THE FIRST LIGHT chased them up the mountains and they drove now in the western shadows just beyond. Drake sat with the green tackle box between his feet on the floor. Patrick, with his hands cuffed, was asleep in the back and Driscoll drove. For a long time Drake sat and watched the undergrowth pass by his window and then when he tired of it he turned and looked to the back, where Patrick slumped against one of the doors, his head bent to the window and his eyes closed.
“You know what they say about a guilty man,” Driscoll said.
Drake nodded. “I know.”
Driscoll raised his eyes on the rearview mirror and then brought them back to the road ahead. “When we come into Bellingham I’ll drop you at the hotel and then take Patrick in for holding.”
“I’ll go in with you.”
“You don’t have to.”
“I want to,” Drake said. He didn’t know how to feel about it. He never thought he’d be the one to take his own father in, but he was.
“I’m going to take the money in as well. I’ll be handing it over in Bellingham. It’s their case still.”
“I understand.”
“Are you sure you don’t want to go by the hotel first? The guys in Bellingham are going to want to talk with Patrick. It might be a while.”
“I’ll go with you,” Drake said. “They’ll want to talk with me as well.”
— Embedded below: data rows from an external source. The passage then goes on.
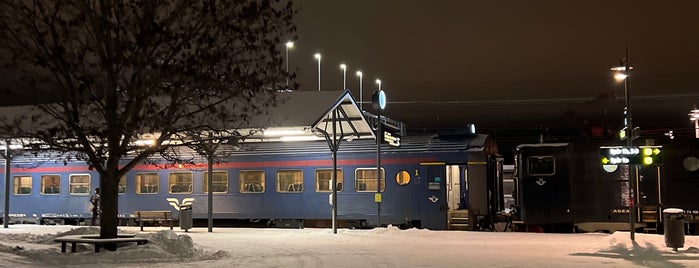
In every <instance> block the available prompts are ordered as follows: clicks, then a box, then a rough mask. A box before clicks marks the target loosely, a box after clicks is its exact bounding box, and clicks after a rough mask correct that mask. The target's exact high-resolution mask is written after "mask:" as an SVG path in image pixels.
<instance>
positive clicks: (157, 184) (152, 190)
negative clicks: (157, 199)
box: [136, 172, 160, 194]
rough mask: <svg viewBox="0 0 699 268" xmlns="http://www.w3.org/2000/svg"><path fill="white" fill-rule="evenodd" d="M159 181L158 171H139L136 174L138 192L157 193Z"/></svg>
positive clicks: (136, 180) (137, 193) (137, 190)
mask: <svg viewBox="0 0 699 268" xmlns="http://www.w3.org/2000/svg"><path fill="white" fill-rule="evenodd" d="M159 183H160V182H159V180H158V173H155V172H153V173H138V174H136V193H137V194H157V193H158V188H159Z"/></svg>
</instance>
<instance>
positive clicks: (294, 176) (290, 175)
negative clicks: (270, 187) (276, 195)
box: [277, 170, 303, 193]
mask: <svg viewBox="0 0 699 268" xmlns="http://www.w3.org/2000/svg"><path fill="white" fill-rule="evenodd" d="M277 192H280V193H300V192H303V171H301V170H279V171H277Z"/></svg>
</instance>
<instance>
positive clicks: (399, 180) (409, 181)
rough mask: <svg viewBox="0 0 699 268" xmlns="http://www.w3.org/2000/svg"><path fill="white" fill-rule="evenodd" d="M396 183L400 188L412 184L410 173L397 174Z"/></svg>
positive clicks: (403, 170)
mask: <svg viewBox="0 0 699 268" xmlns="http://www.w3.org/2000/svg"><path fill="white" fill-rule="evenodd" d="M396 183H397V184H398V185H400V186H405V185H408V183H410V173H408V172H407V171H405V170H402V171H400V172H398V173H397V174H396Z"/></svg>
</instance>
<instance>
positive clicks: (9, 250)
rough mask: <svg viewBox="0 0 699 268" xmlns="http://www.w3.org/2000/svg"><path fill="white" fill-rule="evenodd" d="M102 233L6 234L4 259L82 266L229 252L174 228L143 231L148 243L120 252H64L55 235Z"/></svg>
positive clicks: (132, 243)
mask: <svg viewBox="0 0 699 268" xmlns="http://www.w3.org/2000/svg"><path fill="white" fill-rule="evenodd" d="M87 234H99V229H98V228H96V227H81V228H76V229H72V230H69V231H66V232H59V233H56V234H41V235H37V234H30V233H16V234H3V238H2V239H1V240H0V258H2V259H4V260H9V261H10V262H12V263H15V264H18V265H22V264H29V263H33V264H42V265H49V266H54V265H67V266H73V265H82V264H103V265H108V264H126V265H137V264H152V263H168V262H174V263H184V262H195V261H203V260H216V259H220V258H225V257H227V256H228V253H226V252H225V251H217V252H209V251H206V250H203V249H201V248H200V247H198V246H196V245H195V244H194V242H193V241H192V238H191V237H189V236H187V235H177V234H176V233H174V232H173V231H172V230H162V231H158V232H156V233H147V234H144V233H141V234H137V236H138V237H144V238H147V239H148V241H149V242H148V243H147V244H145V245H136V244H134V243H129V244H128V245H125V246H121V247H119V248H118V249H117V250H116V251H113V252H110V251H106V250H102V251H101V252H99V253H95V252H94V250H93V246H92V245H88V244H78V247H77V251H78V252H76V253H61V252H60V247H59V246H57V245H59V243H57V242H53V239H54V238H57V237H62V236H66V235H87Z"/></svg>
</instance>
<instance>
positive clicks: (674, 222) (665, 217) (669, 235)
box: [663, 208, 684, 251]
mask: <svg viewBox="0 0 699 268" xmlns="http://www.w3.org/2000/svg"><path fill="white" fill-rule="evenodd" d="M663 221H664V224H663V228H664V229H665V246H666V247H669V248H672V250H674V251H677V248H682V247H684V211H683V210H681V209H679V208H666V209H664V210H663Z"/></svg>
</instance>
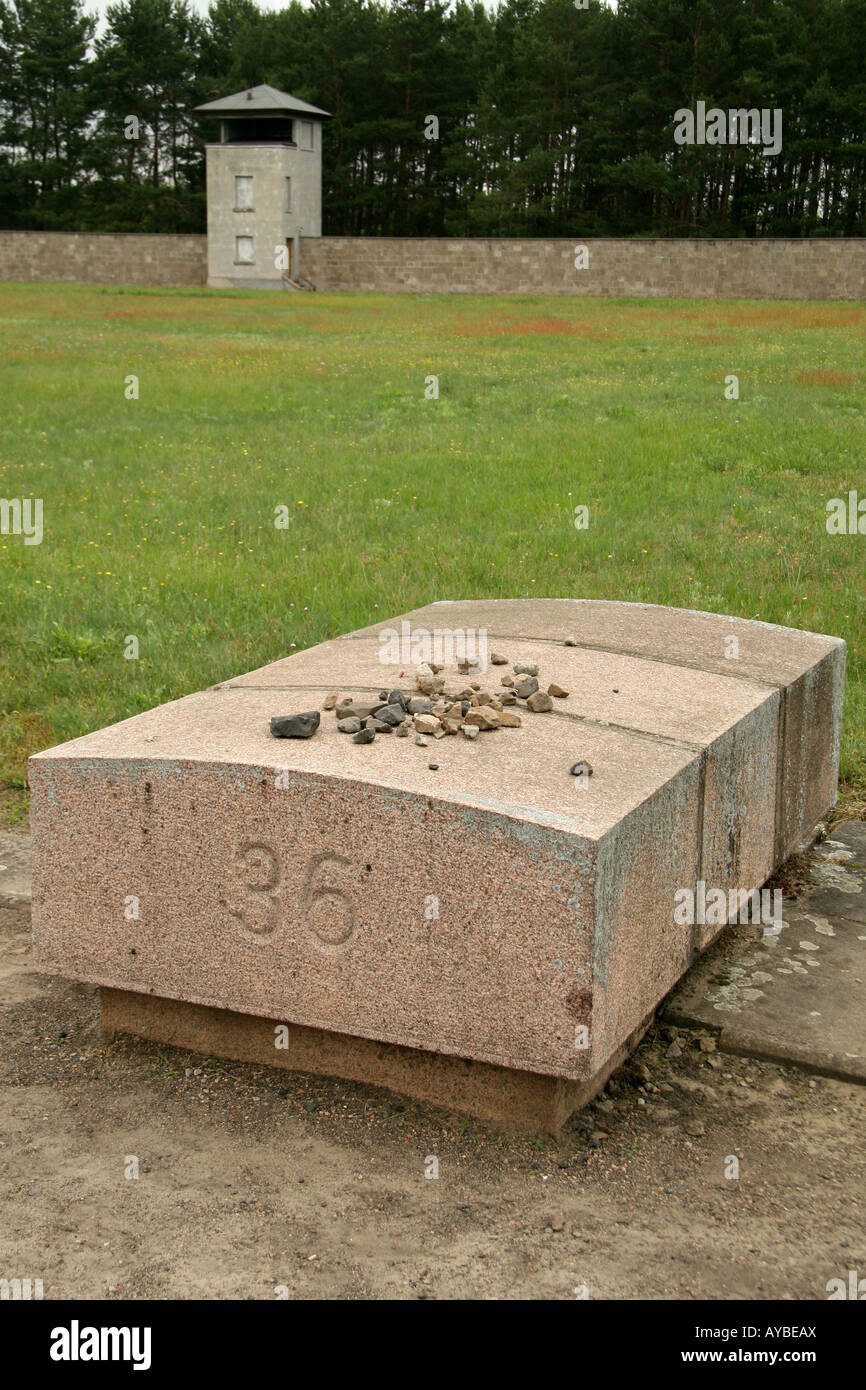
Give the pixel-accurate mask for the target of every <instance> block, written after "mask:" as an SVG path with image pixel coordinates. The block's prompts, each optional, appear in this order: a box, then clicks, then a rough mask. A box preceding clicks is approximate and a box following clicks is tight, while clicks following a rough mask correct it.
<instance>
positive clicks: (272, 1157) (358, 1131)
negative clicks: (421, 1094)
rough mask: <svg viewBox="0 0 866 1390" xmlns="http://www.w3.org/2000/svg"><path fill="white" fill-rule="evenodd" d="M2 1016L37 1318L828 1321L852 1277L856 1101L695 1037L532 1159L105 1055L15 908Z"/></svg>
mask: <svg viewBox="0 0 866 1390" xmlns="http://www.w3.org/2000/svg"><path fill="white" fill-rule="evenodd" d="M0 991H1V992H0V999H1V1001H3V1002H1V1006H0V1027H1V1034H3V1036H1V1044H0V1136H1V1137H0V1204H1V1216H0V1275H4V1276H6V1277H15V1276H18V1277H32V1279H36V1277H40V1279H42V1280H43V1286H44V1297H46V1298H108V1300H126V1298H275V1297H286V1295H288V1297H291V1298H317V1297H318V1298H361V1300H377V1298H436V1300H448V1298H544V1300H548V1298H553V1300H556V1298H569V1300H573V1298H577V1297H589V1298H677V1300H692V1298H720V1300H737V1298H758V1300H771V1298H806V1300H824V1298H826V1297H827V1293H826V1284H827V1280H828V1279H833V1277H840V1276H841V1277H847V1273H848V1270H849V1269H859V1270H860V1273H866V1234H865V1227H863V1191H865V1188H866V1155H865V1152H863V1144H862V1136H863V1131H865V1127H866V1091H865V1090H863V1088H862V1087H856V1086H848V1084H845V1083H841V1081H834V1080H826V1079H822V1077H810V1076H808V1074H805V1073H801V1072H798V1070H795V1069H792V1068H781V1066H777V1065H770V1063H760V1062H755V1061H749V1059H745V1058H737V1056H730V1055H724V1054H719V1052H716V1051H703V1048H710V1047H712V1038H709V1037H703V1042H702V1038H701V1036H699V1034H696V1033H695V1034H688V1033H683V1031H681V1033H680V1037H678V1038H677V1044H678V1047H674V1048H673V1052H674V1055H673V1056H669V1055H667V1052H669V1049H670V1047H671V1041H673V1037H671V1033H673V1030H670V1029H666V1027H663V1026H662V1027H657V1029H655V1030H652V1031H651V1033H649V1034H648V1037H646V1040H645V1042H644V1044H642V1047H641V1049H639V1052H638V1054H637V1056H635V1058H632V1059H631V1062H630V1065H628V1066H627V1068H624V1069H623V1070H621V1072H620V1073H617V1076H616V1077H614V1079H613V1080H612V1081H610V1084H609V1087H607V1088H606V1091H605V1095H603V1097H602V1098H599V1101H598V1102H596V1104H595V1105H592V1106H591V1108H589V1109H588V1111H585V1112H582V1113H581V1115H578V1116H575V1118H574V1119H573V1122H571V1123H570V1125H569V1126H567V1129H566V1130H564V1131H563V1133H562V1134H560V1136H559V1137H557V1138H556V1140H550V1138H545V1137H538V1138H531V1137H525V1136H524V1137H513V1136H512V1137H507V1136H503V1134H500V1133H498V1131H496V1130H493V1129H491V1127H488V1126H485V1125H481V1123H477V1122H473V1120H464V1119H463V1118H460V1116H455V1115H450V1113H448V1112H443V1111H436V1109H432V1108H430V1106H421V1105H414V1104H413V1102H410V1101H399V1099H398V1098H395V1097H391V1095H388V1094H386V1093H384V1091H375V1090H373V1088H368V1087H363V1086H356V1084H349V1083H342V1081H329V1080H322V1079H318V1077H309V1076H302V1074H296V1076H292V1074H291V1073H289V1074H288V1073H285V1072H272V1070H270V1069H267V1068H256V1066H249V1065H243V1063H235V1062H221V1061H218V1059H214V1058H202V1056H196V1055H192V1054H185V1052H181V1051H177V1049H174V1048H167V1047H160V1045H157V1044H152V1042H143V1041H139V1040H135V1038H120V1040H114V1041H111V1042H106V1041H103V1038H101V1037H100V1033H99V997H97V991H96V990H93V988H89V987H85V986H79V984H72V983H68V981H63V980H51V979H47V977H43V976H39V974H36V973H33V972H32V969H31V965H29V909H28V908H26V905H24V903H21V905H18V906H17V908H8V906H7V908H3V909H0ZM680 1047H681V1052H683V1055H681V1056H677V1055H676V1054H677V1051H680ZM431 1158H435V1159H436V1161H438V1177H427V1176H425V1172H431V1170H432V1169H434V1165H432V1163H431ZM734 1158H735V1159H737V1163H738V1169H740V1176H738V1177H733V1176H727V1175H730V1173H733V1169H734V1163H733V1159H734ZM132 1159H138V1173H139V1176H138V1177H126V1176H125V1175H126V1172H132V1169H133V1166H135V1165H133V1162H132Z"/></svg>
“We don’t have to rush anything.”
Drake thought that over. He didn’t say anything more and Driscoll didn’t try to talk him out of it.
They drove in silence and by the time they came out of the mountains Drake was asleep, only waking when Driscoll pulled the Impala to the front of the Bellingham Police Department and turned the engine off.
Patrick was up, and Drake wondered how long his father had been sitting there, his eyes on both of them while Driscoll drove and Drake slept.
Driscoll asked for the money, and then, when Drake handed it over, he ran his eyes between father and son and then went on inside the department.
“He’s wondering if I’m going to let you loose,” Drake said, speaking over his shoulder to Patrick.
Patrick didn’t respond. Out on the street a school bus had stopped and the doors slid open. A group of elementary students waiting with their parents and then when the doors slid closed again Drake and Patrick watched the parents walk away, some talking to each other for a time before splitting and going on again toward their individual houses.
Patrick cleared his throat. “We’d both be in Monroe if you let me loose.”
“I’m sorry about the way this turned out,” Drake said.
“There’s nothing to be sorry about. I just wish I could have seen your grandfather, you know?”
“I feel responsible.” Drake had his head down, his eyes on the place the money used to be. Morgan was dead and in some way Drake was a part of that.
Patrick shook his head. “You know you’re not responsible for any of this. Drug smuggling, the money, the deaths of those two men, or your grandfather. I know you want to believe you are. I know that’s why you became a deputy but it’s just not your fault. I’ve wanted you to know that for a long time and I’ve wanted to say that to you for just as long and I guess now I have. You understand? You’re not responsible for my mistakes.”
Drake sat looking out on the front of the department. Driscoll would be back soon and Drake didn’t know when he’d see his father again.
Patrick leaned forward and Drake could feel him close behind. “Say something.”
There wasn’t anything Drake could say. The emotions were spinning around inside of him like a tornado. Nothing ever settling. He knew his father wanted him to let it go but he just couldn’t.
SHERI GOT THE PHONE on the second ring and listened to what Drake had to say. By then it was afternoon and Drake had already given his statement to the Bellingham police. He’d slept a few hours at the hotel and one of the detectives had told him he’d give Drake a ride home in an hour or so.
Sheri hung up without saying more than ten words and when she walked to the front window she saw Luke out there in his cruiser, watching over her. It was Gary who’d insisted on it. With Drake not home yet it was just a precaution, Gary had said. Bean out there somewhere still.
She turned and walked away from the window. Everything was the same as it had been when Bean and John Wesley had taken her from the house. Even the cereal bowl was still there in the kitchen sink. She looked this over and then after a minute she cleaned the bowl and spoon and set them on the rack to dry.